Sharing parental responsibility with a local authority can, in some cases, be likened to sharing parenting with a devious, secretive, manipulative, gaslighting, all powerful ex partner who works together with the police and voluntary agencies, and who has unlimited pockets to pay for legal assistance in a court system where there are no powers to order authorities to take positive action, unless statutory guidance is ignored, by which time irreparable damage may already have been done. Every attempt may be made to discredit a help seeking parent, with total impunity, to shift the focus away from negligence and failings, which cannot be properly scrutinised anyway because the opinions of the professionals are beyond the remit of a Local Government Ombudsman investigation. Parents and children alike, are totally failed, when the parents, in the hardest of circumstances, are scrutinised to find fault, rubbished and discredited.

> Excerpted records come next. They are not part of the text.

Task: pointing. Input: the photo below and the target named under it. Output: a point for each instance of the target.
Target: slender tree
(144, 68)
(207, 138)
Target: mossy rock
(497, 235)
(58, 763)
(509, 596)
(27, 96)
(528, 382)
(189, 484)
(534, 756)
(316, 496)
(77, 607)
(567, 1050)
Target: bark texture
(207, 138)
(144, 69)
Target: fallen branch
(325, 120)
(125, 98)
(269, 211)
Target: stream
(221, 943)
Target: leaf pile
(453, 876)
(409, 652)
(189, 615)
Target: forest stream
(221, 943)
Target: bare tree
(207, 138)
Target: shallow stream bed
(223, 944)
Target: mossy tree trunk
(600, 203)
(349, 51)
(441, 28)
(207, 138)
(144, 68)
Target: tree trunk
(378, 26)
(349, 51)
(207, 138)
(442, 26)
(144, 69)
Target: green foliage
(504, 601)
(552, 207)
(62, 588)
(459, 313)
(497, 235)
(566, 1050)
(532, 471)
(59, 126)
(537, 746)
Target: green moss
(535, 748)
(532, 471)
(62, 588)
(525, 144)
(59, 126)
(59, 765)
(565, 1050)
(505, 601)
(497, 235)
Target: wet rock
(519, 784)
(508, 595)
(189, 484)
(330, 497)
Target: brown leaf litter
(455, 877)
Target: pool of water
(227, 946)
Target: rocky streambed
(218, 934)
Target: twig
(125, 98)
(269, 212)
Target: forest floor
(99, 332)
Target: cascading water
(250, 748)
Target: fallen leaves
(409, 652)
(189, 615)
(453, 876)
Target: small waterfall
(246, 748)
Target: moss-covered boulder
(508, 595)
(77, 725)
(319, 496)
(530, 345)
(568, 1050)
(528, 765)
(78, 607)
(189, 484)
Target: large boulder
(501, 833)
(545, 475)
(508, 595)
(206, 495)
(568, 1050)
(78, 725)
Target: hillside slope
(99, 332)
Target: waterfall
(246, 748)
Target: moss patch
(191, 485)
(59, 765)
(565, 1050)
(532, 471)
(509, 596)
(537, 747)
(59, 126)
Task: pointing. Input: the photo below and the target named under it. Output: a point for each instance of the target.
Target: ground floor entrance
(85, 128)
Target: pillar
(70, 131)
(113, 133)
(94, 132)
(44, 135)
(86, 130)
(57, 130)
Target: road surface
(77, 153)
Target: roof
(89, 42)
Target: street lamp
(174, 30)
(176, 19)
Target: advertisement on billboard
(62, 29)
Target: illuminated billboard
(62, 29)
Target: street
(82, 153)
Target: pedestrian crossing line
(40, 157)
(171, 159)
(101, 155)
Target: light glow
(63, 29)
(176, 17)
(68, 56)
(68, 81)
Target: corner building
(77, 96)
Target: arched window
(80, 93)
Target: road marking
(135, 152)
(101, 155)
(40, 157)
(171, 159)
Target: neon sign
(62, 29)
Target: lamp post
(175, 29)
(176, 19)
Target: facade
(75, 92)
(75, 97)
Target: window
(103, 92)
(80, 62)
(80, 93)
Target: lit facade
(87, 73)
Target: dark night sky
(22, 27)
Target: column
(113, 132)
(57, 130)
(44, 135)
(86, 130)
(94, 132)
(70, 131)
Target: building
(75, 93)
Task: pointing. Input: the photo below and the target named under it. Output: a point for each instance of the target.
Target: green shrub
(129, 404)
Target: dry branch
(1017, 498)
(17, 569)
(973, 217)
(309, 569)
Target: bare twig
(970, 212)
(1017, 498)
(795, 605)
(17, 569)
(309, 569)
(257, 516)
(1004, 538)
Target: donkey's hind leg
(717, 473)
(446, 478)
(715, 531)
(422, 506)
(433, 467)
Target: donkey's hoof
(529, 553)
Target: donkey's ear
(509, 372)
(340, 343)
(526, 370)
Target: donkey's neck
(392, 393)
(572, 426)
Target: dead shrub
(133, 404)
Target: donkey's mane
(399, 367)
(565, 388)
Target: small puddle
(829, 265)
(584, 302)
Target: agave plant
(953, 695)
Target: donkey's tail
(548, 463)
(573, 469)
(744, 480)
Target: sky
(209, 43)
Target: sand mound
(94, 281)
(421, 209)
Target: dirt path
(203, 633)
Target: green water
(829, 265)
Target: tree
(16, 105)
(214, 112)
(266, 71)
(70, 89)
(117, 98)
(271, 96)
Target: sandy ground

The threshold of ‘beyond parental control’ is hugely problematic for our children because this is a symptom of their trauma, for which we were supposed to be the solution. Our children are beyond the control of the State – and sometimes containing them safely is the only solution. But they should not lose their adoptive family and we adoptive parents find the relationship with our children is undermined and possibly even severed altogether by State intervention, which is surely meant to be positive? Where is the support for permanence when an adopted child re enters care? Adopters are seeing more effort made to reunify our children with their birth families than with us – in some cases, with tragic consequences, and ruined lives – see case 2. No one can be the perfect parent but at least we are trying to be there for our children, by their side, offering guidance, unconditional love and support when they cannot live with us. Parental knowledge, love and support, when it is given for so many years, should not be thrown away by the State, and those who offer it blamed and discredited.

Are the current legal frameworks truly in the ‘best interests of the child’? Are they protecting adoptive children who must re-enter care? Are they protecting parents?

Parents may find that they lose jobs and careers as an outcome of help seeking and that instead of being valued by the State they are persecuted in courts of law, in adversarial care proceedings, where their parenting capacity is the focus – rather than the negligence and failings of the Local Authority responsible – who did not provide timely effective support and left a family at the edge of crisis for too long. The system is built around ‘risk management’ – not crisis prevention (see SCIE consultation – Working with professionals and organisations), and focuses not on the needs of the family as a whole, but on the child, in a hostile manner – in all likelihood involving Child Protection procedures and decisions made by managers, from afar, who have no contact with parents and child. How very different this adoption experience is from the earlier stage of the journey – the approval and matching processes and assessments, where everyone seemed to be behind the parent(s) – and where those providing support were adoption specialists not general Social Workers, often with limited experience of adoption work.

As we said in our SCIE consultation – what is needed is a crisis prevention approach. A crisis is different from a risk. It means something bad has happened or is about to happen.

Rescuing our children from us when we ask for help, and labelling us as a ‘disruption’, does not support permanence – it does the opposite, and it violates the Rights of the Child. This approach cannot be in the ‘best interests’ of any child – much less one one who has already suffered the trauma of being taken away from their birth family.